For estimation of the degree of synteny conservation between compared genomes we made a dot-plot using blast and custom perl scripts, that visualizes pairs of protein homologs that are symmetrical best hits between two genomes. Synteny maps for selected H. polymorpha loci spanning methanol-utilization genes were created with in-house scripts. Custom scripts were also used to create P. pastoris, D. bruxellensis and H. polymoprha codon frequency tables.

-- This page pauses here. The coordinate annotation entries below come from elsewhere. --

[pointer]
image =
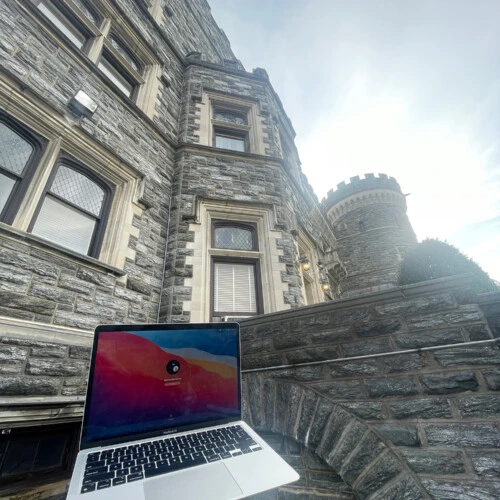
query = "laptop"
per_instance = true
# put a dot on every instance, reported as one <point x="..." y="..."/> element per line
<point x="162" y="418"/>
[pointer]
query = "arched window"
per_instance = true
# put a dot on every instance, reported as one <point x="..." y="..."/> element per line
<point x="235" y="277"/>
<point x="19" y="151"/>
<point x="234" y="237"/>
<point x="74" y="209"/>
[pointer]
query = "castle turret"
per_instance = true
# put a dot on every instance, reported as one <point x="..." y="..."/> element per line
<point x="369" y="220"/>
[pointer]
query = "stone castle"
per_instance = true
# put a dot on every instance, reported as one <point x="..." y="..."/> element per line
<point x="146" y="176"/>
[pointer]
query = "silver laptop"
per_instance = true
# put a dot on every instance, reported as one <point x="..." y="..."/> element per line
<point x="163" y="418"/>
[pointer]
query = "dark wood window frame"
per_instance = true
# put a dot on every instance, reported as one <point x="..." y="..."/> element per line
<point x="223" y="131"/>
<point x="15" y="198"/>
<point x="101" y="220"/>
<point x="258" y="285"/>
<point x="74" y="21"/>
<point x="250" y="226"/>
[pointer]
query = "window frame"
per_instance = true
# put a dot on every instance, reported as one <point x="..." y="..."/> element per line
<point x="18" y="192"/>
<point x="97" y="238"/>
<point x="258" y="285"/>
<point x="251" y="226"/>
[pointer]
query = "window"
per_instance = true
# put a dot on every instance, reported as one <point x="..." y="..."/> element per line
<point x="98" y="37"/>
<point x="230" y="129"/>
<point x="76" y="200"/>
<point x="19" y="151"/>
<point x="235" y="279"/>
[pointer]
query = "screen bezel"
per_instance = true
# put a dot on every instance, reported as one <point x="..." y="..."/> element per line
<point x="164" y="431"/>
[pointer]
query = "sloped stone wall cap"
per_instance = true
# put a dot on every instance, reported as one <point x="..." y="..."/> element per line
<point x="397" y="293"/>
<point x="20" y="328"/>
<point x="39" y="402"/>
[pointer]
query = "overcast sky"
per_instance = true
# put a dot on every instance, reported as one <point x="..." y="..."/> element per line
<point x="406" y="88"/>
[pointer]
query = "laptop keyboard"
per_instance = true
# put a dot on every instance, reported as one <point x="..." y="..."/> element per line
<point x="125" y="464"/>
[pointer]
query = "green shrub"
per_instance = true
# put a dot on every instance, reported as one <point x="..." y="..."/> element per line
<point x="432" y="259"/>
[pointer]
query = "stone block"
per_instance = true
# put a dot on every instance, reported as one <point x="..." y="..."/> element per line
<point x="480" y="406"/>
<point x="353" y="368"/>
<point x="28" y="263"/>
<point x="28" y="386"/>
<point x="100" y="312"/>
<point x="69" y="282"/>
<point x="10" y="353"/>
<point x="365" y="410"/>
<point x="390" y="386"/>
<point x="80" y="352"/>
<point x="428" y="461"/>
<point x="399" y="435"/>
<point x="473" y="435"/>
<point x="308" y="355"/>
<point x="471" y="355"/>
<point x="51" y="293"/>
<point x="465" y="489"/>
<point x="96" y="278"/>
<point x="384" y="469"/>
<point x="307" y="415"/>
<point x="464" y="314"/>
<point x="256" y="346"/>
<point x="428" y="339"/>
<point x="346" y="389"/>
<point x="486" y="463"/>
<point x="449" y="384"/>
<point x="374" y="328"/>
<point x="330" y="335"/>
<point x="288" y="398"/>
<point x="368" y="346"/>
<point x="403" y="363"/>
<point x="368" y="450"/>
<point x="289" y="341"/>
<point x="27" y="303"/>
<point x="59" y="351"/>
<point x="332" y="430"/>
<point x="55" y="368"/>
<point x="492" y="379"/>
<point x="416" y="306"/>
<point x="302" y="373"/>
<point x="405" y="488"/>
<point x="421" y="409"/>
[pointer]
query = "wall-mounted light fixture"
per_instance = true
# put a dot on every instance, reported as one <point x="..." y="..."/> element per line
<point x="82" y="104"/>
<point x="305" y="263"/>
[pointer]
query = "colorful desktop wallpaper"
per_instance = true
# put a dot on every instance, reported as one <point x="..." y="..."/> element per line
<point x="149" y="380"/>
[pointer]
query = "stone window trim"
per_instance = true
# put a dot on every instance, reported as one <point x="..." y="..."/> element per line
<point x="101" y="220"/>
<point x="56" y="138"/>
<point x="263" y="218"/>
<point x="249" y="226"/>
<point x="144" y="80"/>
<point x="23" y="180"/>
<point x="251" y="132"/>
<point x="255" y="264"/>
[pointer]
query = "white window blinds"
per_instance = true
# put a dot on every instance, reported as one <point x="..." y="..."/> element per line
<point x="234" y="288"/>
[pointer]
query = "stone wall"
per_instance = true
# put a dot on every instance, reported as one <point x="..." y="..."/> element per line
<point x="397" y="391"/>
<point x="373" y="232"/>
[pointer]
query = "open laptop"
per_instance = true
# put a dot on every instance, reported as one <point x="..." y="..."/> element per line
<point x="162" y="418"/>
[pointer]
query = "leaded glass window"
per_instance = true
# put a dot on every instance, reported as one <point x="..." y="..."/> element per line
<point x="15" y="153"/>
<point x="71" y="211"/>
<point x="228" y="116"/>
<point x="234" y="238"/>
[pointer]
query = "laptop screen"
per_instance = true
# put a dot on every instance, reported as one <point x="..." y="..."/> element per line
<point x="147" y="380"/>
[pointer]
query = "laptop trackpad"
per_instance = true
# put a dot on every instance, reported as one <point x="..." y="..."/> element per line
<point x="210" y="482"/>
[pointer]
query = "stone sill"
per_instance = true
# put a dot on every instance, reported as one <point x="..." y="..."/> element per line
<point x="31" y="330"/>
<point x="65" y="253"/>
<point x="396" y="293"/>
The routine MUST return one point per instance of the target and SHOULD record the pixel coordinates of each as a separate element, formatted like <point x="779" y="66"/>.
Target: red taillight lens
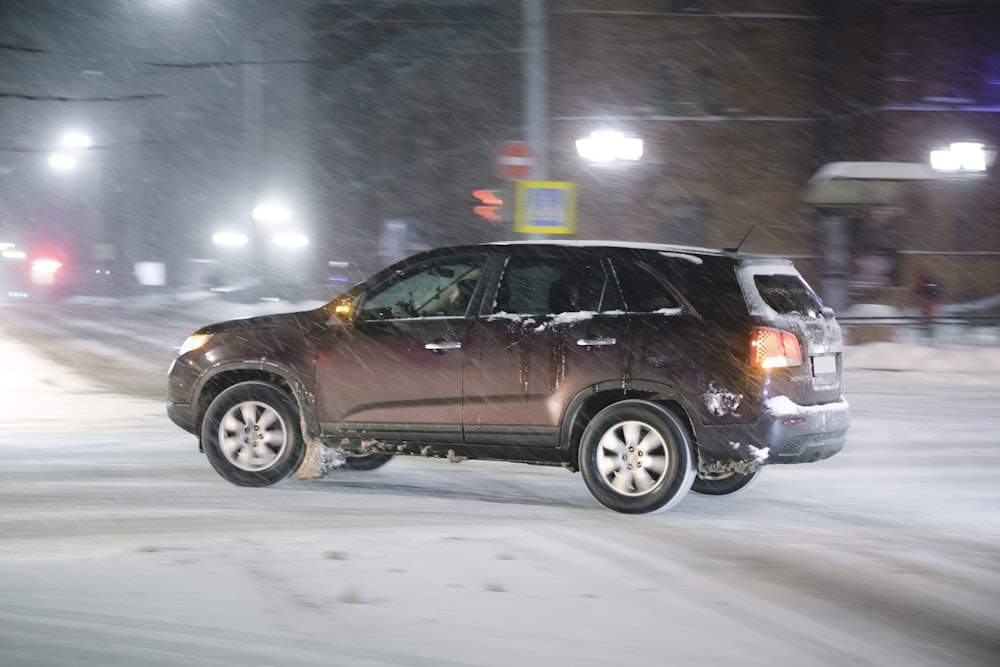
<point x="773" y="348"/>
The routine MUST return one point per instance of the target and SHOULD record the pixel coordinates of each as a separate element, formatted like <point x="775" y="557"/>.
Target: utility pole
<point x="534" y="45"/>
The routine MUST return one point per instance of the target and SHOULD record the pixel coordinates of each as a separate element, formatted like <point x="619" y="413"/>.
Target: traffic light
<point x="489" y="204"/>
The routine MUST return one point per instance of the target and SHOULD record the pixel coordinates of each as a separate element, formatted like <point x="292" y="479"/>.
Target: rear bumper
<point x="785" y="433"/>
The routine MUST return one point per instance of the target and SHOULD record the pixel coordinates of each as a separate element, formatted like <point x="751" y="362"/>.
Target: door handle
<point x="596" y="342"/>
<point x="440" y="347"/>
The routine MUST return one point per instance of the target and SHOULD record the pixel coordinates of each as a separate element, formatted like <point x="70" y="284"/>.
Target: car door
<point x="553" y="331"/>
<point x="395" y="370"/>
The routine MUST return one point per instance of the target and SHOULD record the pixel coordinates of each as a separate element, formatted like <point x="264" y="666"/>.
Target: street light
<point x="72" y="141"/>
<point x="963" y="157"/>
<point x="605" y="147"/>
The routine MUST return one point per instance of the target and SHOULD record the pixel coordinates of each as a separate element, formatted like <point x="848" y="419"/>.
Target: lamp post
<point x="74" y="155"/>
<point x="608" y="149"/>
<point x="963" y="158"/>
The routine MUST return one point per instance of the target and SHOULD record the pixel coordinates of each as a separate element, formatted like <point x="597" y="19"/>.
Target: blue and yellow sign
<point x="545" y="207"/>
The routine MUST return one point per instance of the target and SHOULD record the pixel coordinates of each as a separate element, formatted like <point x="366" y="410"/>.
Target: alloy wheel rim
<point x="632" y="458"/>
<point x="252" y="435"/>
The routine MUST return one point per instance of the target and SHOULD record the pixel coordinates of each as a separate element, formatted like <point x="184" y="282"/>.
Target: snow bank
<point x="904" y="357"/>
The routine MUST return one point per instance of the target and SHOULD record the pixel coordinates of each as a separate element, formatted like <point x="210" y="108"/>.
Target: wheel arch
<point x="586" y="404"/>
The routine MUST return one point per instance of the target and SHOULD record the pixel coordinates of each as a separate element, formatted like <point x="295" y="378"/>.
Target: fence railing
<point x="945" y="330"/>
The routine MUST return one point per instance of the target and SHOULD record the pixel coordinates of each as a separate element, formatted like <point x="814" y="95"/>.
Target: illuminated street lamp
<point x="65" y="159"/>
<point x="963" y="157"/>
<point x="606" y="147"/>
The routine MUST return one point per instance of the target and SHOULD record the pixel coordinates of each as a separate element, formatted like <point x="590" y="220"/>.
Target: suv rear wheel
<point x="251" y="435"/>
<point x="635" y="457"/>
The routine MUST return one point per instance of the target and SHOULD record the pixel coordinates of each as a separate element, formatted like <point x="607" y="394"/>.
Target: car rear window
<point x="788" y="294"/>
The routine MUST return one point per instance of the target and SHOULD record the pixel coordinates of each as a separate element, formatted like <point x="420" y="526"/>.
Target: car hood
<point x="259" y="322"/>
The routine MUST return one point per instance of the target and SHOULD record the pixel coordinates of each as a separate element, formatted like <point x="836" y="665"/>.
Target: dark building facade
<point x="738" y="102"/>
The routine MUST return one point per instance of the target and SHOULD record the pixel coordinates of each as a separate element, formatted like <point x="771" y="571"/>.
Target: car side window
<point x="548" y="285"/>
<point x="441" y="288"/>
<point x="643" y="291"/>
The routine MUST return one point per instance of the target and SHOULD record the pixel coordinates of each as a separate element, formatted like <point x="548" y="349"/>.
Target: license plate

To evaluate genome redundancy at the DNA level we used the same approach described for analysis of D. bruxellensis duplicated sequences [84]. The H. polymorpha genome was split into non-overlapping 2000 bp or 5000 bp fragments that were used for local BLAST search (e-value 1e-10, at least 1/3 of the fragment aligned) against the whole H. polymorpha genome regions spanning 2000 or 5000 nucleotides. Only sequences with 2 or 3 hits and similarity levels higher than 70%, 80%, and 90% were recorded. A similar analysis was performed for the P. pastoris, D. bruxellensis and S. cerevisiae genomes.

The extent of genome redundancy at the protein level was estimated as the ratio of the total number of predicted CDS to the number of protein families. The latter were identified by subjecting the predicted H. polymorpha proteome to OrthoMCL clustering [123]. Protein families defined after mapping the proteome to OrthoMCL-DB were used to calculate the number of protein families with one, two, three, or more paralogous genes per family.

Availability of supporting data

All the supporting data are included as additional files.

Abbreviations

ARS: Autonomously replicating sequence; ATG genes: Autophagy-related genes; CTG group: Yeast clade with genetic code alteration (CTG coding for serine instead of leucine); LTR: Long terminal repeat; RAPYD: Rapid annotation platform for yeast data; MFS: Major facilitator superfamily; WGD group: Yeast clade with ancestral whole genome duplication.

Competing interests

The authors declare that they have no competing interests.

Authors’ contributions

NR conceived of the research and designed the study, ME wrote the paper, and EM and MZ helped with the manuscript preparation. EM cultured the cells, isolated DNA and RNA and analysed transcriptome data, OD, ES and MZ analysed telomeres and subtelomeric sequences, AM and VK performed DNA sequencing and assembly, AB and JS performed sequence annotation and bioinformatics analysis, KS was general supervisor and involved in writing the paper. All authors read and approved the final manuscript.

Acknowledgements

We are grateful to Dr. Alexander Goesmann and Dr. Jochen Blom from Bielefeld University for providing the access to the RAPYD, GenDB and EDGAR tools used in the course of functional gene annotation and comparative genomic analysis. This work was supported by the Ministry of Education and Science of the Russian Federation (grant No 8285), by the Russian Foundation for Basic Research (grants 13-04-40198-H and 11-04-01310-a), and by the Program “Molecular and cellular biology” of the Russian Academy of Science (project of N.V.R.).